When our team members approached the public to talk about synthetic biology and our project we faced an unanticipated barrier. A good number of people were not only unaware of recent developments in the field that make synthetic biology possible; but also could not speak or understand the language, most scientific research is communicated in: English.
India is a diverse country with 22 official languages and only 12.18% of the people understand English (2001 census). Synthetic biology is a recent and unique field that can invite several ethical questions and therefore public engagement is of the essence. For effective public involvement, we need the audience to understand the science behind synthetic biology. Hence we decided to design an introductory course on the basics of SynBio in several Indian languages.
The graph doesn't depict anything under English Speakers because the number of first language English residents is 2,00,000 or 200,000; too few to be depicted on a million-to-one scale.
Source: Indian Census, Ministry of Home Affairs, Govt. of India
But the need for a Language Project ran much deeper, as we soon realised. Science in general- and biology in particular- are relevant to every person. The inquiry of how life came to be and our quest to understand and deal with its elegant complexity must be inclusive and universal. India is a vast country that has never shown a dearth of brilliance and potential. However, most of the times, its inhabitants just...happen to not speak or be comfortable with English. This introductory course on synthetic biology (originally in 9 major languages spoken in India) aimed at lay people of all age groups and all walks of life, is our humble contribution to the ever-growing revolution of bringing science to all.

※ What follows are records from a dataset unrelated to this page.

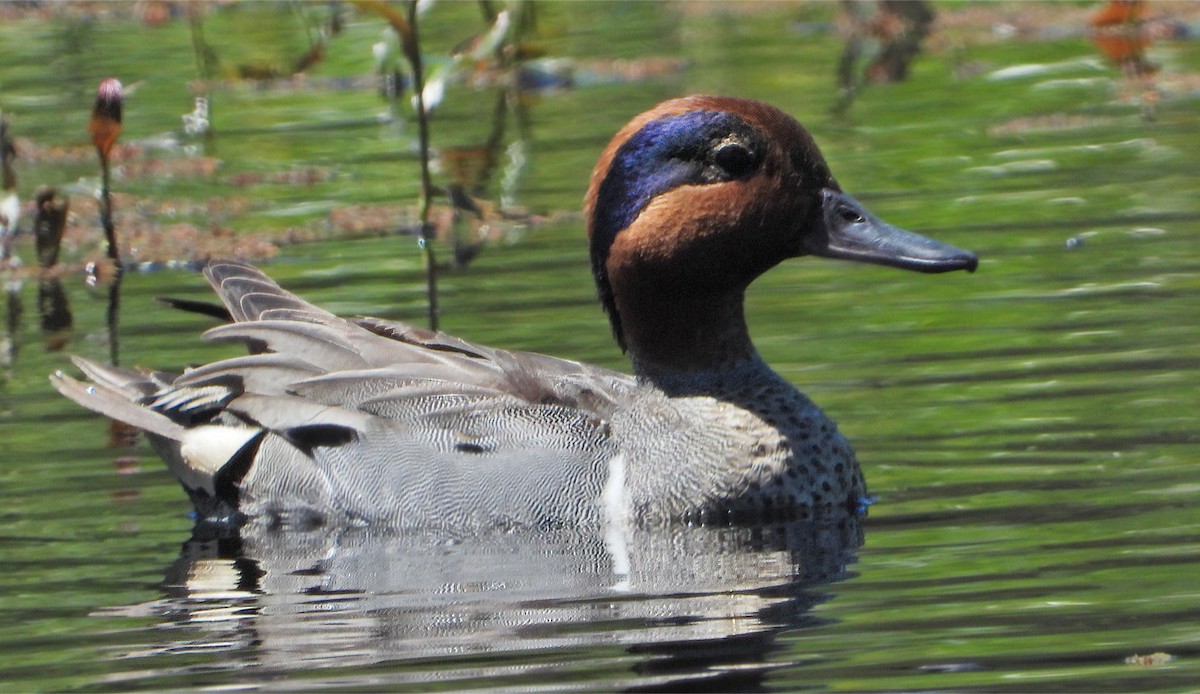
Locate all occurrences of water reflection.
[833,0,936,115]
[96,519,862,688]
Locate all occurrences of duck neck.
[617,284,758,393]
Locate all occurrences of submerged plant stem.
[403,0,438,330]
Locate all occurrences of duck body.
[52,96,976,533]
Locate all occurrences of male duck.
[52,96,977,531]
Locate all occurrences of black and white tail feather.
[52,261,635,530]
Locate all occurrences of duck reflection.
[100,517,862,689]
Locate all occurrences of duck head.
[584,96,977,372]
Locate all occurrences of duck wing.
[52,261,635,530]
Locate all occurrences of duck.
[50,95,978,533]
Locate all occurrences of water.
[0,4,1200,692]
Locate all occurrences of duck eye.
[713,142,757,178]
[841,208,866,225]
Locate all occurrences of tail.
[50,357,187,442]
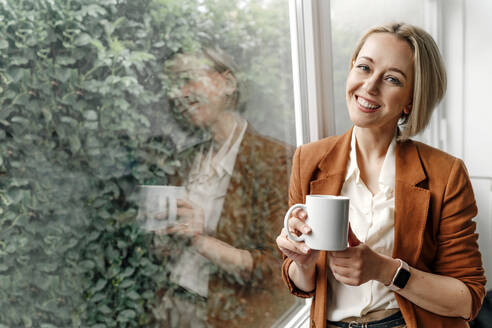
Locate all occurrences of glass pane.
[0,0,299,328]
[330,0,425,134]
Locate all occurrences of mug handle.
[167,196,178,223]
[284,204,307,241]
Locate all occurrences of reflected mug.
[137,185,185,231]
[284,195,350,251]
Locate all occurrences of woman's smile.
[354,95,381,113]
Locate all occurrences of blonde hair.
[350,23,447,140]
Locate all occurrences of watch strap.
[388,259,410,292]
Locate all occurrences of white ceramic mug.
[284,195,350,251]
[137,185,185,231]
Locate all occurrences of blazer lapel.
[393,141,430,266]
[309,128,353,195]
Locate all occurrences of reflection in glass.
[152,47,293,327]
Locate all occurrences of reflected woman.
[158,44,293,327]
[277,24,485,328]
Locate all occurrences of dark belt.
[327,311,405,328]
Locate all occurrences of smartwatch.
[388,259,410,292]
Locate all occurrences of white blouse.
[170,113,248,297]
[327,128,398,321]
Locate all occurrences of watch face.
[393,268,410,288]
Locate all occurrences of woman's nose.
[364,75,379,94]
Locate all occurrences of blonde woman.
[277,24,485,328]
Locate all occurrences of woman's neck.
[355,127,396,160]
[210,110,237,148]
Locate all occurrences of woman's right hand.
[276,208,320,268]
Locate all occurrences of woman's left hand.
[165,199,205,239]
[328,228,399,286]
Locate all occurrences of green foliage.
[0,0,293,328]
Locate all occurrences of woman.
[277,24,485,328]
[159,48,294,327]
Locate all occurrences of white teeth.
[357,97,380,109]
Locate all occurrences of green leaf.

To make The Language Project easy to access and document, we developed a website. Find it here: The Language Project
The languages we’ve made content available on so far are Bengali, English, Gujarati, Hindi, Kannada, Malayalam, Marathi, Tamil and Telugu.
We believed that we could make a significant impact by generating content in vernacular languages, hence began the journey of the Language Project. We decided to make videos. Our enthusiastic team members started with off making hand-drawn images of diagrams, then we made audio clips and finally stitched these together to make the videos. After multiple edits and drafts, gaining valuable feedback along the way we decided to release our videos on YouTube. Since then Language Project has taken off. We began with 9 Indian Vernacular languages, now we have content in 26 different languages collaborating with 13 other iGEM teams for 11 foreign languages. Our goal is to make the general public aware of basic ideas of genetics and synthetic biology and hopefully generate enough interest to make people excited about the prospects of science. This we believe will promote fruitful discussion between educators, researchers and stakeholders.
Potential Reach of our Language Project
Outreach and Feedback
- Feedback from our viewers
IIT Madras Alumni
ITMAA Sangam - Confluence for Impact was a one-day event organized by IIT Madras alumni association to bring thought leaders under one roof. Many famous personalities graced this event, including Rakesh Sharma, India's first astronaut, Kiran Bedi, India's first woman IPS officer, and many others. The event consisted of lectures and talks by thought leaders from different fields.
Around 1000 alumni visited this event. We took this as an opportunity to interact with people and let them know of our project. We got an opportunity to discuss the Language Project initiative, our wet lab project ADaPtat1on and software ChassiDex. We also got to bust myths and misconceptions about Genetic engineering and modification. Through these interactions, we realized that a huge number of people have misconceptions about genetic modifications and that we should work harder at spreading information about topics which involves a lot of public attention yet has been conveyed in a partial light. We benefited a lot from this event. We got to attend lectures given by a diverse and successful panel of people. We got the opportunity to network with the alumni and share our project and initiatives with them. We interacted with H.R. Mohan, a senior member of IEEE (Institute of Electrical and Electronics Engineers). He was impressed by our projects and invited us to write about iGEM and science communication in the coming IEEE newsletter ( to be published on 20th October 2018).
IndiaBiosciences, based in National Centre for Biological Sciences, Bangalore is an organization that serves as a platform for networking for researchers, bringing research to the educators and public, support science communication and popularization and enable discussions about science and policy. it's own words, "IndiaBioscience aims to increase the visibility of science in society, by being a hub for policy discussions, science communication, and as an aggregator of information". We were recently invited to join a forum of science communicators from India. We were induced in the wide network of science communicators of India. We are also going to publish an article about science communication in their newsletter and highlight our journey of science communication. The Indiabioscience is going to publish the article in November 2018.
Our crowdfunding initiative helped us put forth our project in front of the public. We also learned how to put across our projects in a way that makes it more accessible to the public. We were able to crowdsource 9,800 rupees with the crowdfunding. "The very best to all you budding synthetic biologists of India, make us proud!" Comment by one of the donors
2)TOI article: We have got an opportunity to get a detailed article on The Times of India's education newsletter.
3)IITians for Villages is an organization that aims to implement projects for rural development. We have planned to collaborate with them to access villages in the Tamil Nadu and Telangana in the month of December. Through this collaboration, we plan to reach out to farmers and understand how we can help accessing information for them easier.